Gradient boosting with kernel regression base learners
Project description
KernelBoost
Gradient boosting with kernel-based local constant estimators
KernelBoost is a gradient boosting algorithm that uses Nadaraya-Watson (local constant) kernel estimators as base learners instead of decision trees. It has:
- Support for regression, classification and quantile regression tasks.
- sklearn style API (
fit,predict). - CPU (via C) and GPU (via CuPy/CUDA) backends.
Installation
# Basic installation
pip install kernelboost
# With GPU support (requires CUDA)
pip install cupy-cuda12x # for CUDA 12
Dependencies: NumPy only. CuPy optional for GPU acceleration.
Quick Start
from kernelboost import KernelBooster, MulticlassBooster
from kernelboost.objectives import MSEObjective, EntropyObjective
# Regression
booster = KernelBooster(objective=MSEObjective()).fit(X_train, y_train)
predictions = booster.predict(X_test)
# Binary classification
booster = KernelBooster(objective=EntropyObjective()).fit(X_train, y_train)
logits = booster.predict(X_test)
probabilities = booster.predict_proba(X_test)
# Multiclass classification (fits one booster per class)
booster = MulticlassBooster().fit(X_train, y_train)
class_labels = booster.predict(X_test)
How it works
KernelBooster uses gradient boosting with kernel-based local constant estimators instead of decision trees. Each boosting round fits a KernelTree that partitions the data into regions, then applies Nadaraya-Watson kernel regression at each leaf to predict pseudo-residuals. Unlike tree-based boosters where splits implicitly select features, KernelBooster selects features explicitly at the boosting stage before tree construction.
What it delivers
With suitable preprocessing, KernelBooster can match popular gradient boosters like XGBoost and LightGBM on prediction accuracy while outperforming traditional kernel methods (KernelRidge, SVR, Gaussian Processes). Training time is comparable to other kernel methods. See Benchmarks for detailed comparisons.
Architecture
There are three main components to KernelBooster: KernelBooster class that does the boosting, KernelTree class that does the splitting and KernelEstimator class that implements the local constant estimation. As kernel methods are computationally expensive, the guiding principle has been computational efficiency.
After calling fit, KernelBooster starts a training loop which is mostly identical to the algorithm described in Friedman (2001).
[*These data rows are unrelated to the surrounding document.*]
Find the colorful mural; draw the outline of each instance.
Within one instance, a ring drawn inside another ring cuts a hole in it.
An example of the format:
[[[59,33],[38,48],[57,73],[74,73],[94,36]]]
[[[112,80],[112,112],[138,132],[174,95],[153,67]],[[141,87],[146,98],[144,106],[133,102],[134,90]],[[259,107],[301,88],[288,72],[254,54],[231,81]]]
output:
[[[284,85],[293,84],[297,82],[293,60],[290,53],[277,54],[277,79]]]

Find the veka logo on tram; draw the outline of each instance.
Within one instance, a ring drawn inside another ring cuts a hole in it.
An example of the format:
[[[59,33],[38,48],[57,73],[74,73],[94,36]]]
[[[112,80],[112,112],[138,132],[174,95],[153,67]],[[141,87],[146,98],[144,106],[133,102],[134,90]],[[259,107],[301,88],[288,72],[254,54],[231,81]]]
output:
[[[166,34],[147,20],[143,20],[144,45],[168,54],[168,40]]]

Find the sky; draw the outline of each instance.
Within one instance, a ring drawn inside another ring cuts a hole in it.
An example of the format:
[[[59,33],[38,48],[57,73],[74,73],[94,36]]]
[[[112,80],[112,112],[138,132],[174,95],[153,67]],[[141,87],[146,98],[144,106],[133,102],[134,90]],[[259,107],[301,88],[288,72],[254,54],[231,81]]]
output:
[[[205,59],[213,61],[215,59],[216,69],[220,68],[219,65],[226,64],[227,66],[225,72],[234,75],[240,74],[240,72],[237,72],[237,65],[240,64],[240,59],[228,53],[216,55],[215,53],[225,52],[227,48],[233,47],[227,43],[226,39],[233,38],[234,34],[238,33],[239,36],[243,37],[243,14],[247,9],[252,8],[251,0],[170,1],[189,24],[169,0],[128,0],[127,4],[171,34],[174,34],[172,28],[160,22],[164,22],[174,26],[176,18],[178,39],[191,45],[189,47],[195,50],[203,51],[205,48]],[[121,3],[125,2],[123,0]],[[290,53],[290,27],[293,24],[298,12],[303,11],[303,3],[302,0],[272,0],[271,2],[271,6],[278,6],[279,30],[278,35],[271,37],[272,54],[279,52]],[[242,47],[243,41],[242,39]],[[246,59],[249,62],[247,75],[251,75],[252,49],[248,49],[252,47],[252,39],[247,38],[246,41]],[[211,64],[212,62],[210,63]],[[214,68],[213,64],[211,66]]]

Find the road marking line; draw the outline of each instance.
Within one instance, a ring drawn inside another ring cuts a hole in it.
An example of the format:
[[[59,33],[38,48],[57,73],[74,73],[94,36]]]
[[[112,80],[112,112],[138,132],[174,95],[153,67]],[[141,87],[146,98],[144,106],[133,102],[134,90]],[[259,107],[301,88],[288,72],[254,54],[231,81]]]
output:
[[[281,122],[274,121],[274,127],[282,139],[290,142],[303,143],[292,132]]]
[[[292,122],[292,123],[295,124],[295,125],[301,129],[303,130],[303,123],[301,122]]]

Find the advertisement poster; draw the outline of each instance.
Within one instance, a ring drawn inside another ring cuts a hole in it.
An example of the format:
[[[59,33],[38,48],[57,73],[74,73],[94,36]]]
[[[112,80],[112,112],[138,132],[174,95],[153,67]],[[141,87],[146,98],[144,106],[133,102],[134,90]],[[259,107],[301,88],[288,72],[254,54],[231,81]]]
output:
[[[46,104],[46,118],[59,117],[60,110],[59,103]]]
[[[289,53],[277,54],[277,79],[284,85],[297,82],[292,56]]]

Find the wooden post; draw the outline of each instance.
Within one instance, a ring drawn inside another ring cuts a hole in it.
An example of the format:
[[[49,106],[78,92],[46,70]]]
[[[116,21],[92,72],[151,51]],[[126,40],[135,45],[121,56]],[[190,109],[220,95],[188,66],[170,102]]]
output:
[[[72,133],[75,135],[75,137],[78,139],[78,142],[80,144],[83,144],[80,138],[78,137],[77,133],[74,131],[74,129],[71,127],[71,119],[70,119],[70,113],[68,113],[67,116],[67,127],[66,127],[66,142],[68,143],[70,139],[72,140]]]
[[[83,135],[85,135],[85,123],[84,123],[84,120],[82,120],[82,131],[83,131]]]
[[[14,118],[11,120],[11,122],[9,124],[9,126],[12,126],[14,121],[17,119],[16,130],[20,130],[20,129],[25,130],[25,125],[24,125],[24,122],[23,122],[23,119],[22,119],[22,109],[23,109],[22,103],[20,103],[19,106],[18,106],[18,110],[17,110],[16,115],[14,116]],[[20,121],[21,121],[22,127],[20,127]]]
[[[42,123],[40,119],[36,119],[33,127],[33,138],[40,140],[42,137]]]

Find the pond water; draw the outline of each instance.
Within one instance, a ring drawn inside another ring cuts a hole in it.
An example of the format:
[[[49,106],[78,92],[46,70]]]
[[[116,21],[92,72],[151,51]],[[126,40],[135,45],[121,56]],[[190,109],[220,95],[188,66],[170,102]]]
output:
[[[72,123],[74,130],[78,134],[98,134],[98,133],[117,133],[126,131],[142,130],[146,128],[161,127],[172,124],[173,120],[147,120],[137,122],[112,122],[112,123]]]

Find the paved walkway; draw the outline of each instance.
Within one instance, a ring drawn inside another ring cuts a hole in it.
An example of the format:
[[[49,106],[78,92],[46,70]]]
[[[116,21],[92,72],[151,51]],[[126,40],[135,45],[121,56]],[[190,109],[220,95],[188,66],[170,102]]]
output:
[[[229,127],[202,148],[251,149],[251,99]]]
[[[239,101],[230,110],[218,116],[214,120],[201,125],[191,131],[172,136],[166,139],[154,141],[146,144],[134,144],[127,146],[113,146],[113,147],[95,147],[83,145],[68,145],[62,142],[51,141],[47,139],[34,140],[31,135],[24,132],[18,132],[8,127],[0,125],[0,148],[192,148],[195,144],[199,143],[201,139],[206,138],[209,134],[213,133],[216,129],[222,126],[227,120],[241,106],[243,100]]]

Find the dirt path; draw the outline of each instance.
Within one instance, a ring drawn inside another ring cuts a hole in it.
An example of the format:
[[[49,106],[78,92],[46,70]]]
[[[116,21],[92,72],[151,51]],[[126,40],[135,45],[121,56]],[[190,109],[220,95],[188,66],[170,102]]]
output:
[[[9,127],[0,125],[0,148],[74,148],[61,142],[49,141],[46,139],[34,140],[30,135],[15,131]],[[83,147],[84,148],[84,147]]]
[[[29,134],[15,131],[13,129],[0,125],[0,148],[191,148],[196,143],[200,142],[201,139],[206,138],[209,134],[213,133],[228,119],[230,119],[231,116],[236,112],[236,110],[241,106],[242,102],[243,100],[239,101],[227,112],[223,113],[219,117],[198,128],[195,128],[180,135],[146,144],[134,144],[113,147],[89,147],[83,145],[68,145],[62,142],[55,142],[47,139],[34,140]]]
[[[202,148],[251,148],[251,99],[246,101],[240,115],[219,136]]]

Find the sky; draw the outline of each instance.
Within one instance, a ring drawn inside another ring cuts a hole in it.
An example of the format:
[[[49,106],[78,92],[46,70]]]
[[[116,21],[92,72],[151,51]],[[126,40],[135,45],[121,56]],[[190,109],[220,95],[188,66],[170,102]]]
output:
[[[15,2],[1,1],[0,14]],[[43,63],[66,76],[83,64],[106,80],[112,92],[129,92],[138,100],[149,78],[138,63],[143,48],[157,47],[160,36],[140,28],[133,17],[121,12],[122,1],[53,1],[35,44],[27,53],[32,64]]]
The main difference is that KernelTree does not choose features through its splits but is instead given them by the booster class. Default feature selection is random with increasing kernel sizes in terms of number of features. Random feature selection naturally creates randomness to training results, which can be mitigated with a lower learning rate and more rounds. Similarly to Friedman (2001), KernelBooster can fit several different objective functions, which are passed in as an Objective class.
KernelTree splits numerical data by density and categorical data by MSE. The idea here is that the kernel bandwidth should largely depend on how dense the data is. For numerical data, KernelTree splits until number of observations is below the 'max_sample' parameter. Besides finding regions which would be well served by the same bandwidth, this has the benefit of speeding up computation significantly in calculating the kernel matrices for the kernel estimator. For example, with ten splits we go from computing a (n, n) matrix to computing ten (n/10, n/10) matrices with n²/10 operations instead of n² (assuming equal splits). This saves a whopping 90% of compute.
The actual estimation is handled by KernelEstimator. It optimizes a scalar precision (inverse bandwidth) for the local constant estimator using leave-one-out cross validation and random search between given bounds. It has both Gaussian and (isotropic) Laplace kernels with default being the Laplace kernel. KernelEstimator also has uncertainty quantification methods for quantile and conditional variance prediction, but these are at this moment still experimental as they use a "naive" single kernel method whose precision is optimized for mean prediction.
Notable features
Beyond the core boosting algorithm, KernelBooster includes a few features worth highlighting:
Smart Feature Selection
While the default feature selection is random (RandomSelector), the package includes an mRMR style probabilistic algorithm (SmartSelector) based on correlations between features and pseudo-residuals and performance in previous boosting rounds.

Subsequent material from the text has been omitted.